On average, women retire with $92,000 less in their super funds than their male counterparts, which results in 90 per cent of women not having enough in their superannuation funds to fund their retirement. For one in three women the outlook is even bleaker; they retire with no super at all.

The Super Sorter Power Hour aims to encourage woman to take control of their super by taking an hour to review their super and to take steps to redress the balance in their individual super funds. Of course, it’s important that the process is repeated roughly every month to help them stay on top of the situation.

During the hour, ASFA recommends:

  1. Checking super balances – by getting into the habit of regularly checking the amount that is held in super, and the level of insurance premiums being paid, women are more likely to be able to maximise their savings. Investment options should also be reviewed but this may require the assistance of a qualified financial advisor.
  2. Combining super accounts – having just one super account will minimise fees paid, as well as being easier to track. While rolling over super accounts is definitely worth it over the long term, it is equally important to ensure you choose the correct super fund to hold your money. For details of the best performing super funds and fees charged, visit SuperRatings.com.au.
  3. Planning to save more – even just a few extra dollars each week can make a considerable difference over a woman’s working life.
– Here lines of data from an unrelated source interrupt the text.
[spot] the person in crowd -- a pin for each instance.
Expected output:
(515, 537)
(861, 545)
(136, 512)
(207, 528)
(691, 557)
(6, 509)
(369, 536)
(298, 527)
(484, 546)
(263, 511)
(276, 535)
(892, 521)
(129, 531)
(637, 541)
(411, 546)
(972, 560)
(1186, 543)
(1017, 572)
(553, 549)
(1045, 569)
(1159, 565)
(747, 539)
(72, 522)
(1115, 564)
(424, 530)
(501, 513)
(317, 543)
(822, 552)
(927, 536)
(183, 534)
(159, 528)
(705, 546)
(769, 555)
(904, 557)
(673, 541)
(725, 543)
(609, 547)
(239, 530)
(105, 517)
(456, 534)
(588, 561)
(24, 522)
Given that women not only earn less than male counterparts, but can also have a disjointed and patchy work history, there are certain legislative issues that can be made to properly address the issue. ASFA recommends:

  1. Removing the $450 per month threshold for the Superannuation Guarantee would means that women who work part time or hold a casual position would stop missing out on vital employer contributions.
  2. Applying the Superannuation Guarantee to income support payments will mean that women don’t miss out when they take a break to raise a family.
  3. Changing the Anti-Discrimination Act to allow women to receive more employer superannuation contribution to help close the super gap.